Любое резюме «Горизонта» будет выглядеть гораздо более связным на странице, чем на экране. В действительности, в нем есть свои волнующие, величественные сцены, такие как сжигание повозки или перестрелка с амбарными танцами, и, особенно благодаря великолепной операторской работе Дж. Майкла Муро, множество великолепно эпических кадров обоза, пробирающегося по ярким, засушливым равнинам или поселения, которое, как мы представляем, станет Горизонтом, постепенно возникая из грязи. Но слишком часто его самые воображаемые эпизоды происходят по обе стороны от необъяснимых пробелов, во время которых эмоциональный темп меняется настолько сильно, что заставляет зрителей задуматься, не пропустили ли мы что-то. Этот дерганый ритм только усиливается, когда мы мчимся к финалу, который снова без предупреждения внезапно переходит в монтаж без диалогов из клипов из предстоящей части.

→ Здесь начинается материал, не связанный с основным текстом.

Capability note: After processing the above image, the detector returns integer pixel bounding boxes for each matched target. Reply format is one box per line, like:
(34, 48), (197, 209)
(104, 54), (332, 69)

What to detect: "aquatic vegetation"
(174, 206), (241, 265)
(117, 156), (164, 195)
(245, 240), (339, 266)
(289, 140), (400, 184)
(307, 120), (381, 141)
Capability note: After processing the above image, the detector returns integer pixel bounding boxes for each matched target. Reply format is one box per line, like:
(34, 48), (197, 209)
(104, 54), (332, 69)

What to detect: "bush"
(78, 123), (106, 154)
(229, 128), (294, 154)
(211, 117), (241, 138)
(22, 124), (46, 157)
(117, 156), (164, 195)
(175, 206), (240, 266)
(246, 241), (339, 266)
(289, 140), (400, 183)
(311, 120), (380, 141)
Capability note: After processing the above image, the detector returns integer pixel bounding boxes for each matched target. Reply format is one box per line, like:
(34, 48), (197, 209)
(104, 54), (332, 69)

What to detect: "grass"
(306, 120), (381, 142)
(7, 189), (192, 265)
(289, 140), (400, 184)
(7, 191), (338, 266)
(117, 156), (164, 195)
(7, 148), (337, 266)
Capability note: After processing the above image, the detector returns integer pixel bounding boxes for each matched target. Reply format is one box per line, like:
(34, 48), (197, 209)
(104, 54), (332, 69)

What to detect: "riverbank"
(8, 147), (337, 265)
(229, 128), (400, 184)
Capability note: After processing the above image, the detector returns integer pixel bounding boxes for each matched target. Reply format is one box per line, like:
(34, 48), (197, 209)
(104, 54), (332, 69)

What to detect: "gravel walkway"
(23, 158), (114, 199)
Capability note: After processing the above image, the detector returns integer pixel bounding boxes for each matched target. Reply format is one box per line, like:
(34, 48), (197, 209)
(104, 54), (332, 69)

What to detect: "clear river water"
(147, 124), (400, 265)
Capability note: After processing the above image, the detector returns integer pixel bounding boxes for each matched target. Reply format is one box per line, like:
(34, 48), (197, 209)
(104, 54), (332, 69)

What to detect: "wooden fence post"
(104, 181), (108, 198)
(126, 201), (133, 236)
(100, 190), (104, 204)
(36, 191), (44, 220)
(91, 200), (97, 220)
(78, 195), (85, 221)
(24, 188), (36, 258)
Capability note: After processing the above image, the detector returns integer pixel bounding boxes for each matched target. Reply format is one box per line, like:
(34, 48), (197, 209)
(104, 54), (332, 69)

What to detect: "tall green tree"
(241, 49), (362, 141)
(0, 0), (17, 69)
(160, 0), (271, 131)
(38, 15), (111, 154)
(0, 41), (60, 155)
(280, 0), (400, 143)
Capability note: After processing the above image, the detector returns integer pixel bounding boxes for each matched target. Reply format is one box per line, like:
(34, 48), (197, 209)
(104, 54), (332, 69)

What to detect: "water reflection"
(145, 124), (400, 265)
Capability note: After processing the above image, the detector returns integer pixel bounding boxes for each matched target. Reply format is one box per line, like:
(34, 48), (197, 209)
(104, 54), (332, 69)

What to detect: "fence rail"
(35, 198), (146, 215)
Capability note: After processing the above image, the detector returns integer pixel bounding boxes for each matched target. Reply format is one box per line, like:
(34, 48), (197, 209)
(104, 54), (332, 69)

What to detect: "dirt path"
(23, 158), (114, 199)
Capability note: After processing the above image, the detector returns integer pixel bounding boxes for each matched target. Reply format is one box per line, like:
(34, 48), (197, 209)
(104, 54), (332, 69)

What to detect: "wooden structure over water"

Было бы гораздо полезнее начать с краткого обзора того, что произошло в Главе 1; Глава 2 показывает Костнера в его наиболее сбивающем с толку самонадеянном отношении к нашему уровню детального воспоминания о предыдущем фильме. Даже самый прилежный зритель, который, возможно, посмотрел первый фильм совсем недавно, все равно будет иногда испытывать трудности с определением того, какая именно резня упоминается мельком, или почему персонажи, которых мы смутно помним как тесно связанных, теперь в аутсайдерах, или наоборот.
Разочарование в основном в том, что мастерство Костнера в постановке воодушевляющих, старомодных вестернских хай-джинков не затмевается от сцены к сцене. Когда вас не дергают в другую сюжетную линию, вы можете погрузиться в этот тонко детализированный мир, где, вплоть до застежек на куртках и бриджах, классовый статус и информация о персонажах закодированы в костюмах, а полное надежды отчаяние менталитета фронтира встроено в исключительный дизайн постановки. (Хотя, возможно, стоит пожалеть перегруженного работой композитора Джона Дебни, чья классическая партитура для конной оперы должна взлетать до другого типа крещендо каждые пять минут.)
Как модульный гарнитур мебели, в котором каждая секция идеально спроектирована, но собрана так хаотично, что едва напоминает диван, «Горизонт: Американская сага – Часть 2» как фильм фатально скован своей неуклюжей конструкцией. И зудящим чувством, что те же самые кадры, быстро перемонтированные для ясности, могли бы составить три совершенно захватывающих часовых эпизода престижного телешоу, которым «Горизонт» всегда должен был быть.